Wordpress is fairly easy one to update, but even so requires some manual fiddling if like me you shy away from fully web-based upgraders. So, I wrote a simple script to automate it, including backing up previous files and the database in case anything goes horribly wrong. I’ve tested this on 2 sites so far (in 3 environments, my local test server and 2 separate live sites) and it upgraded WordPress installs running both 2.5.x and 2.7.x to the latest version without any problems. Certainly saved me time once I’d written it and removed the element of random human error (replacing it with predictable automated error ;) ). I figured someone else might find it useful.
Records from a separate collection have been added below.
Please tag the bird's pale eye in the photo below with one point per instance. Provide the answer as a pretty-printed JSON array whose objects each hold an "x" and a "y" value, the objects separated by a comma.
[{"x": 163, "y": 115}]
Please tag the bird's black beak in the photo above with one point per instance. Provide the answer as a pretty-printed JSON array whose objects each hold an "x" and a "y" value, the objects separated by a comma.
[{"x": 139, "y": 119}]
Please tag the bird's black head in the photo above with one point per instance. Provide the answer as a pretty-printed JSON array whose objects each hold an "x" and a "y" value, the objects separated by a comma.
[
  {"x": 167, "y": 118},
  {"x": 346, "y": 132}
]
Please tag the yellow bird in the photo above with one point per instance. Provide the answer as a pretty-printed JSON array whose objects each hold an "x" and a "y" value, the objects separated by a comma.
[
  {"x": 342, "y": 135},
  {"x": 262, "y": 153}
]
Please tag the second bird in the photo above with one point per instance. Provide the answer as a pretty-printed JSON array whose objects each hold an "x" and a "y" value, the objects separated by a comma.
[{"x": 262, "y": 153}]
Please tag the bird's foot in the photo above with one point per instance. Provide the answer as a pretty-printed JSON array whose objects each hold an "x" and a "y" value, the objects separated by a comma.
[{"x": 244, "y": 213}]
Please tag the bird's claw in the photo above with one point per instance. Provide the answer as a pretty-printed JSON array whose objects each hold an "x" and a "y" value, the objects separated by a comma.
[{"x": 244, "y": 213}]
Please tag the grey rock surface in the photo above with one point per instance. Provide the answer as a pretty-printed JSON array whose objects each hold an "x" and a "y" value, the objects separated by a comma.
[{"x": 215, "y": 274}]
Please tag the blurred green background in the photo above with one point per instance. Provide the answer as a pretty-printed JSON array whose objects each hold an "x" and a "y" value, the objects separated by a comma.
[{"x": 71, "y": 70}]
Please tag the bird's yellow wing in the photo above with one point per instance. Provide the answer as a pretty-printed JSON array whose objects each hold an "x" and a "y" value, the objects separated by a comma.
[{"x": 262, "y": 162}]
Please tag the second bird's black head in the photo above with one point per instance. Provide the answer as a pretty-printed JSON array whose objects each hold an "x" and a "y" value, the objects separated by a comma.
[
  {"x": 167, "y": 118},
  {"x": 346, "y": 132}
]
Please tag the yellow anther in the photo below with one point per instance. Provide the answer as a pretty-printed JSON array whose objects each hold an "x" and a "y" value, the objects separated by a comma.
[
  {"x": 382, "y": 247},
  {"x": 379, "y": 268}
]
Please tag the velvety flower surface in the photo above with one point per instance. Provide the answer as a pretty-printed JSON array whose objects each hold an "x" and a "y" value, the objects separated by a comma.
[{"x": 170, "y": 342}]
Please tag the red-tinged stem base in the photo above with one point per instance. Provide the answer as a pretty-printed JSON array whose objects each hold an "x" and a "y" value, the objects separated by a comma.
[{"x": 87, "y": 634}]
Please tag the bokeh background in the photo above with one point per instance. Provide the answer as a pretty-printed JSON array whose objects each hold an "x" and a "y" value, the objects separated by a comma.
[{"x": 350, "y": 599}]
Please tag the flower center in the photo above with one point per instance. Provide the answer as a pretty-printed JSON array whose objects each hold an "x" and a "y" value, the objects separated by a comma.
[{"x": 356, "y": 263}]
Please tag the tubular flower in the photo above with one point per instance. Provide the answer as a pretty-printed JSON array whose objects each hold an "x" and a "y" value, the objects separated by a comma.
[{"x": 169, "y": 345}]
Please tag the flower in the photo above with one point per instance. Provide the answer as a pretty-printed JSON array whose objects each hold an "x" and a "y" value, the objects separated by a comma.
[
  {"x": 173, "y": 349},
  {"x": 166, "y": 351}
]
Disclaimers: this script is presented AS-IS and I take no responsibility for any effects of using it, use entirely at your own risk. In particular, it only backs up the core Wordpress tables and assumes that you used the default ‘wp_’ table prefix, so if you have plugins which need extra tables, or used a different prefix, you will need to alter the script if you want a valid database backup. It’s also only applicable to Linux servers, although that’s the most common setup for Wordpress anyway.

#!/bin/bash

# Wordpress upgrader, run from the root of your Wordpress install like this:
# /path/to/wpupgrade.sh /path/to/wordpress-x-x-x.zip
# (tar.bz2 / tar.gz archives also supported)

if [[ "$1" == "" ]]
then
	echo Required: Wordpress archive parameter
	exit 1
fi

if [ ! -e $1 ]
then
	echo Archive $1 does not exist
	exit 1
fi

if [ ! -e wp-config.php ]
then
	echo This script must be run from the Wordpress root directory
	exit 1
fi

# Back up old files
echo Backing up DB...
rm wordpress_db_backup.sql.bz2
read -pDatabase: db
read -pusername: user

mysqldump -u$user -p $db wp_comments wp_links wp_options wp_postmeta wp_posts wp_term_relationships wp_term_taxonomy wp_terms wp_usermeta wp_users > wordpress_db_backup.sql || exit 1
bzip2 wordpress_db_backup.sql

echo Backing up files...
rm wordpress_file_backup.tar.bz2

tar -cjf wordpress_file_backup.tar.bz2 wp-includes wp-admin wp-content wp-*.php index.php xmlrpc.php || exit 1

rm -rf tmpwordpress
mkdir tmpwordpress

case $1 in
	*.zip) unzip $1 -d tmpwordpress/
	;;
	*.tar.bz2) tar -xvjf $1 -C tmpwordpress/
	;;
	*.tar.gz) tar -xvzf $1 -C tmpwordpress/
esac

rm -rf wp-includes
cp -R tmpwordpress/wordpress/wp-includes ./

rm -rf wp-admin
cp -R tmpwordpress/wordpress/wp-admin ./

cp -f tmpwordpress/wordpress/*.php ./
cp -f tmpwordpress/wordpress/*.html ./
cp -f tmpwordpress/wordpress/*.txt ./ 

rm -rf tmpwordpress

echo Files updated, now go into Wordpress admin to finish the upgrade

As an aside, Wordpress 2.7.1 has a bug in it that can cause saving posts to fail with a message about htmlspecialcharacters_decode sometimes (such as when using the syntax highlighter in the above code). If you hit it too, the fix is in this bug report.